Secondo quanto riportato da La Gazzetta dello Sport dietro alla positività al doping di Pogba potrebbe esserci un integratore americano
Paul Pogba

Il caso di positività al doping di Paul Pogba è stato l’ultimo capitolo di un ritorno a Torino che è stato un vero e proprio incubo. Proprio dopo aver quasi superato i problemi fisici che hanno compromesso l’ultima stagione, infatti, ora il francese rischia un lunghissimo stop. Se le accuse fossero confermate la carriera del Polpo potrebbe essere già finita.

In molti si chiedono come sia stato possibile che Pogba sia risultato positivo al testosterone, ma secondo quanto riportato da La Gazzetta dello Sport sarebbe stato lo stesso centrocampista ad averlo, forse in maniera non completamente cosciente, ingerito. Se da una parte la Juve è convinta di non aver commesso errori, dall’altra non si può dire altrettanto del giocatore.

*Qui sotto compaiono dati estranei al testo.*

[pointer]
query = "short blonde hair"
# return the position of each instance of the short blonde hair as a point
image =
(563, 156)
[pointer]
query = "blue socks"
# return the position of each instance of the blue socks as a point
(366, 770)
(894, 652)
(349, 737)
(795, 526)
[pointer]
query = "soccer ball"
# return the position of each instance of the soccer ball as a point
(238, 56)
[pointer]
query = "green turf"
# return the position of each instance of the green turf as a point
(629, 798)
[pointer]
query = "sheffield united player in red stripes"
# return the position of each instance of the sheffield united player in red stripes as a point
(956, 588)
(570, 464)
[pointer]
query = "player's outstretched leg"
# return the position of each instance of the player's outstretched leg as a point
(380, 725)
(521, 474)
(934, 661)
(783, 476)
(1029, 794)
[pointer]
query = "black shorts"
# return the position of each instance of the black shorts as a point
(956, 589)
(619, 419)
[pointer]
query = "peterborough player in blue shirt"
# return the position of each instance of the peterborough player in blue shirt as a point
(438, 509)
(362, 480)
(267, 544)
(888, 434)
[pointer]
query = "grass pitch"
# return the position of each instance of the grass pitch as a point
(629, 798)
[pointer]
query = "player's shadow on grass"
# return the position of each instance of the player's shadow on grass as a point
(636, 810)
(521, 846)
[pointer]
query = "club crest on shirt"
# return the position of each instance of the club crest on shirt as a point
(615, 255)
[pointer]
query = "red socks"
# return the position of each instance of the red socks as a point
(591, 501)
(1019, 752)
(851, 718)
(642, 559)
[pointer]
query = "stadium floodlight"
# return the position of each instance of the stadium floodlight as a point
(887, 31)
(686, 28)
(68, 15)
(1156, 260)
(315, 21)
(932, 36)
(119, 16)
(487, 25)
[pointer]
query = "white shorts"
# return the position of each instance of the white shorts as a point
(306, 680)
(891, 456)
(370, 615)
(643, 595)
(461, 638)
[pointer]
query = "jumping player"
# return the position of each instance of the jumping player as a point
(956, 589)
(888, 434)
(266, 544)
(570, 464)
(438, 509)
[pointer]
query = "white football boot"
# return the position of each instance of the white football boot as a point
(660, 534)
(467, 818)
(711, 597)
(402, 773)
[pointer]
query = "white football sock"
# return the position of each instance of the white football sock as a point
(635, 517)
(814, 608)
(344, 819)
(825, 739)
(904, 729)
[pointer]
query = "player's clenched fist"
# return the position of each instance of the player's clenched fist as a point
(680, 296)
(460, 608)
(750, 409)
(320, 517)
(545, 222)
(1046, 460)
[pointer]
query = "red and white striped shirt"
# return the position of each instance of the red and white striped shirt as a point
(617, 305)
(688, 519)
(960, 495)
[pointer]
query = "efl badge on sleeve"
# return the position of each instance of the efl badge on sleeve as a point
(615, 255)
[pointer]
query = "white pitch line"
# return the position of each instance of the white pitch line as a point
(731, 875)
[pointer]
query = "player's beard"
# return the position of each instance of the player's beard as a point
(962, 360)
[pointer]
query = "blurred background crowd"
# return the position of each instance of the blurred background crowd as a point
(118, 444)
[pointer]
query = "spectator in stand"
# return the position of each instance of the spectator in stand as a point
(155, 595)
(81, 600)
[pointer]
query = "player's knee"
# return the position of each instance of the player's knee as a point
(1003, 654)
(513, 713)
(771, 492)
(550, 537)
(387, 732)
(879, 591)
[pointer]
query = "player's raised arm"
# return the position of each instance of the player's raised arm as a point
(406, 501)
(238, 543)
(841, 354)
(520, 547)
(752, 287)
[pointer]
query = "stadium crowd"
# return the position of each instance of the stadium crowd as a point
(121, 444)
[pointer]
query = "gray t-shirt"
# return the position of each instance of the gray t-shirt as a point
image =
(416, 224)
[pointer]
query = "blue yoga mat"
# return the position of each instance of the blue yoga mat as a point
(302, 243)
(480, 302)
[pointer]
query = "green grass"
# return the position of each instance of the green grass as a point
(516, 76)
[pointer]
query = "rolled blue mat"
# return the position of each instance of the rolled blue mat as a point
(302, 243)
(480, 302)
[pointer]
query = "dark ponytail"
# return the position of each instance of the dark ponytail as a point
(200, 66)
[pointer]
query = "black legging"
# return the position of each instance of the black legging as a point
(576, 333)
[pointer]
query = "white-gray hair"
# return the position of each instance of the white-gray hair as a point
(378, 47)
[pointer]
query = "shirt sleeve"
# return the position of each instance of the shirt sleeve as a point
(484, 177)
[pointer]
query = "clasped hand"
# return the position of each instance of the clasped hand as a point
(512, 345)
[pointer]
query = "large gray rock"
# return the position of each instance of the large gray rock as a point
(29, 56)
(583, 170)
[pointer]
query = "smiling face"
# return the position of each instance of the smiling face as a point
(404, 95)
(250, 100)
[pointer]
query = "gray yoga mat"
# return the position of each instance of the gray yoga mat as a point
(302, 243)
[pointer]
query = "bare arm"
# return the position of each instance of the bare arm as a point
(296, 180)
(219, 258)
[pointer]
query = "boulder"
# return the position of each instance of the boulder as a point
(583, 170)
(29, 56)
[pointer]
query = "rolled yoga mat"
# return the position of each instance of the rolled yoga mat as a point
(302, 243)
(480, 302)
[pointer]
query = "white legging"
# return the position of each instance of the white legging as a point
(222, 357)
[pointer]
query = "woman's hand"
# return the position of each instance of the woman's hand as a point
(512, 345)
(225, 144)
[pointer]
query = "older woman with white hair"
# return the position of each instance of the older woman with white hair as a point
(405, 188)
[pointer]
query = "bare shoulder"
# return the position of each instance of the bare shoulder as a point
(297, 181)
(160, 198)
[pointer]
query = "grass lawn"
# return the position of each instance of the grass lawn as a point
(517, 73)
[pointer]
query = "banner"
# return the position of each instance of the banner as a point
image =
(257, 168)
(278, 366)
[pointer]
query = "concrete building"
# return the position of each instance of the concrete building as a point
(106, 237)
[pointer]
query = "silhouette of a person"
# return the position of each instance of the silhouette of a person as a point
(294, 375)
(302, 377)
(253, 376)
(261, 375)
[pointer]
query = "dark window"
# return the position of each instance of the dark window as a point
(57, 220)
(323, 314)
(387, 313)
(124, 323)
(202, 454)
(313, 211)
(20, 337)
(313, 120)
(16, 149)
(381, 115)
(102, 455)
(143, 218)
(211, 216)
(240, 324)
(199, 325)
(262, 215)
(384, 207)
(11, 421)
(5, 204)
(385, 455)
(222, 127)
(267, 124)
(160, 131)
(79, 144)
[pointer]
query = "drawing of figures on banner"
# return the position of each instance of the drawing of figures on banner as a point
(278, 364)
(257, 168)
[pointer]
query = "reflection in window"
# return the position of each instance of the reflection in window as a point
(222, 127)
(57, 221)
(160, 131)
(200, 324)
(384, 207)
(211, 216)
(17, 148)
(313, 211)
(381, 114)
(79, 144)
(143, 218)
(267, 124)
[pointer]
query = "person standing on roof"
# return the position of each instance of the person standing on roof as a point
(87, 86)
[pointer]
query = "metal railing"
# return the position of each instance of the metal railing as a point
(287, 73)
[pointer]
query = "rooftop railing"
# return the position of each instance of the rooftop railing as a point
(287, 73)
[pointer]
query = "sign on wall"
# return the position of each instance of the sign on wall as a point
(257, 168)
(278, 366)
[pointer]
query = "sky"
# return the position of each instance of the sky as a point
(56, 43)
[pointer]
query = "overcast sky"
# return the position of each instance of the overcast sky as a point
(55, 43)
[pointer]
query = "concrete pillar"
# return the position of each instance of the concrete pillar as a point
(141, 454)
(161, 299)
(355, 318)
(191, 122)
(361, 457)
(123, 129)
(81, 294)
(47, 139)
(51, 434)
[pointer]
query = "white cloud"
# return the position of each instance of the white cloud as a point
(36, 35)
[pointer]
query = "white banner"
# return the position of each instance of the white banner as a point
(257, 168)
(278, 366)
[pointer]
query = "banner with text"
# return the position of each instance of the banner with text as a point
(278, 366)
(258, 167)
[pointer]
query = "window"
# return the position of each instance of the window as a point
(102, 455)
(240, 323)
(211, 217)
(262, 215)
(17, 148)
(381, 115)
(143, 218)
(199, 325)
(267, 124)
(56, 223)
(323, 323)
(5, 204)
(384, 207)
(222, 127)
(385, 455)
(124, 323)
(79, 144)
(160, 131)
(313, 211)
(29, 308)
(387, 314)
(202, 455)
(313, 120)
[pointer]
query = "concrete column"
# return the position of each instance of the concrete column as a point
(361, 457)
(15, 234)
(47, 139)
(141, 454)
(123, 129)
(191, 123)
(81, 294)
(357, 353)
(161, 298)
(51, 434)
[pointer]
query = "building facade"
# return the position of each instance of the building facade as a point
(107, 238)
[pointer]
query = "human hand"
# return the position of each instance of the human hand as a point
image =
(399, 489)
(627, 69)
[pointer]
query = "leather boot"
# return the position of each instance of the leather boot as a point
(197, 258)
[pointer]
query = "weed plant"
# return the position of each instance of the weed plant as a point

Pare infatti che il francese si sia fidato di un medico americano estraneo al club, che gli avrebbe prescritto un integratore contenente sostanze vietate. Se solo Pogba avesse letto il foglietto illustrativo avrebbe scoperto il rischio doping. Ora il francese potrà richiedere le contro-analisi, ma rischia dai 2 ai 4 anni di stop. A 30 anni potrebbe voler dire la fine della carriera, con la Juve che si prepara già a rescindere il suo contratto.